Шардирование с vshard

Sharding in Tarantool is implemented in the vshard module. For a quick start with vshard, refer to Creating a sharded cluster.

Примечание

Starting with the 3.0 version, the recommended way of configuring Tarantool is using a configuration file. The sharding section defines configuration parameters related to sharding. To learn how to configure vshard in code, see Справочник по настройке.

Установка

Модуль vshard не входит в основной дистрибутив Tarantool. Чтобы установить модуль, выполните команду:

$ tt rocks install vshard

If you are developing a sharded cluster application, add the vshard module dependency to a *.rockspec file:

dependencies = {
    'vshard == 0.1.26'
}

Примечание

The minimum required version of vshard is 0.1.25.

Configuration overview

Configuring settings related to sharding might include the following steps:

Configure connection settings to allow instances within a sharded cluster to communicate with each other.
Specify which role each replica set plays in a sharded cluster.
Configure how data is partitioned across shards.
Specify settings related to data rebalancing.

Connectivity

This section describes connection options that enable communication between instances within a sharded cluster. For general information about connections, see the Connections topic.

Advertise URI

In a sharded cluster configuration, you need to specify how a router and rebalancer connect to storages using the iproto.advertise.sharding option. In the example below, the storage user is used for this purpose:

iproto:
  advertise:
    peer:
      login: replicator
    sharding:
      login: storage

The storage user should have the sharding role described in the next section.

Credentials

To allow a router and rebalancer to connect to storages, a user with the sharding role should be used. The example below shows how to grant the sharding role to the storage user:

credentials:
  users:
    replicator:
      password: 'topsecret'
      roles: [replication]
    storage:
      password: 'secret'
      roles: [sharding]

The sharding role has different privileges depending on a replica set’s sharding role. For replica sets with the storage sharding role, the sharding credential role has the following privileges:

All privileges provided by the replication role.
Executing vshard.storage.* functions.

If a replica set does not have the storage sharding role, the sharding credential role does not have any privileges.

Sharding roles

Each replica set in a sharded cluster can have one of three roles:

router: a replica set acts as a router.
storage: a replica set acts as a storage.
rebalancer: a replica set acts as a rebalancer.

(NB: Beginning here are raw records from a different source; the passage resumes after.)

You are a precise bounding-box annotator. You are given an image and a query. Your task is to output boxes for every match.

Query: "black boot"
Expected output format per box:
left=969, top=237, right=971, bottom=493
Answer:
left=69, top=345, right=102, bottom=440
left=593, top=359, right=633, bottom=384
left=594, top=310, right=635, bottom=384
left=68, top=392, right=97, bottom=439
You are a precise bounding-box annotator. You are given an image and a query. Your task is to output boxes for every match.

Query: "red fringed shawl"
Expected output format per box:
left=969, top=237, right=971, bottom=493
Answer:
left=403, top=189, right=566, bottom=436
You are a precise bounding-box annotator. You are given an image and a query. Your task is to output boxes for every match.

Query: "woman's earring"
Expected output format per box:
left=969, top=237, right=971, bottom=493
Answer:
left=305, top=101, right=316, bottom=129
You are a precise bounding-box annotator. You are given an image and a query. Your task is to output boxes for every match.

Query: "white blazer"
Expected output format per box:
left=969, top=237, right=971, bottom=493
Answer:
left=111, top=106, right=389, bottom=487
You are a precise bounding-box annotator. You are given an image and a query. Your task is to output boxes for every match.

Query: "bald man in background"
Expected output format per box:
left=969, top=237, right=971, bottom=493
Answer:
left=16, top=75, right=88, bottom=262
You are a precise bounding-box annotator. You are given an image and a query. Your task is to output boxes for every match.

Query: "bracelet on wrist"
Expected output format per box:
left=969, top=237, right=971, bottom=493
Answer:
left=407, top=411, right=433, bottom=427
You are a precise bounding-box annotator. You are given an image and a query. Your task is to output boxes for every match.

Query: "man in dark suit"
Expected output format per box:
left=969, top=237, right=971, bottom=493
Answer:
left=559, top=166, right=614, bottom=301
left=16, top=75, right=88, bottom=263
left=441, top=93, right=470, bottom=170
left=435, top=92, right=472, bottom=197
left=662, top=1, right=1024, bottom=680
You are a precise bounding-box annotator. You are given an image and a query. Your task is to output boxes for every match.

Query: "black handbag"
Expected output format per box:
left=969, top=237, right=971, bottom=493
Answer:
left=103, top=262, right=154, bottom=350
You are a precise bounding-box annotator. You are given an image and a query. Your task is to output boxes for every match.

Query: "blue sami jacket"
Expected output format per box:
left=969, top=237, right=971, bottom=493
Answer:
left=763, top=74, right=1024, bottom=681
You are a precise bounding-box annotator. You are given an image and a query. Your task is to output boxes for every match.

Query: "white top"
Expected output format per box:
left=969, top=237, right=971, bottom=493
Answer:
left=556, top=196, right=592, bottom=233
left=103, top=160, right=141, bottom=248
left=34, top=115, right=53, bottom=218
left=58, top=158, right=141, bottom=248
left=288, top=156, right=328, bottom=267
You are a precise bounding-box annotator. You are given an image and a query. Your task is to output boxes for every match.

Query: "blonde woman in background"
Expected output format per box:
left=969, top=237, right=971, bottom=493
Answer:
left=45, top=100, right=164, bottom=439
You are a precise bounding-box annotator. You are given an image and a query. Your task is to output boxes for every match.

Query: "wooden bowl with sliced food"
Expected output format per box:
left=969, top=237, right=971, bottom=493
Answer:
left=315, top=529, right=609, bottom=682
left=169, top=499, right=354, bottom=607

You can use the sharding.roles option to assign a specific role to a replica set or group of replica sets. In the example below, all replica sets in the storages group have the storage role while replica sets in the routers group have the router role.

groups:
  storages:
    sharding:
      roles: [storage]
    # ...
  routers:
    sharding:
      roles: [router]
    # ...

Note that the rebalancer role is optional. If it is not specified, a rebalancer is selected automatically from the master instances of replica sets. To specify the rebalancer manually or turn it off, use the sharding.rebalancer_mode option.

Data partitioning

This section describes configuration settings related to data partitioning. Learn how to define spaces to be sharded in Data definition.

Bucket count

To define the total number of buckets in a cluster, configure the sharding.bucket_count option at the global level. In the example below, sharding.bucket_count is set to 1000:

sharding:
  bucket_count: 1000

sharding.bucket_count should be several orders of magnitude larger than the potential number of cluster nodes considering potential scaling out in the future.

If the estimated number of nodes in a cluster is N, then the data set should be divided into 100N or even 1000N buckets depending on the planned scaling out. This number is greater than the potential number of cluster nodes in the system being designed.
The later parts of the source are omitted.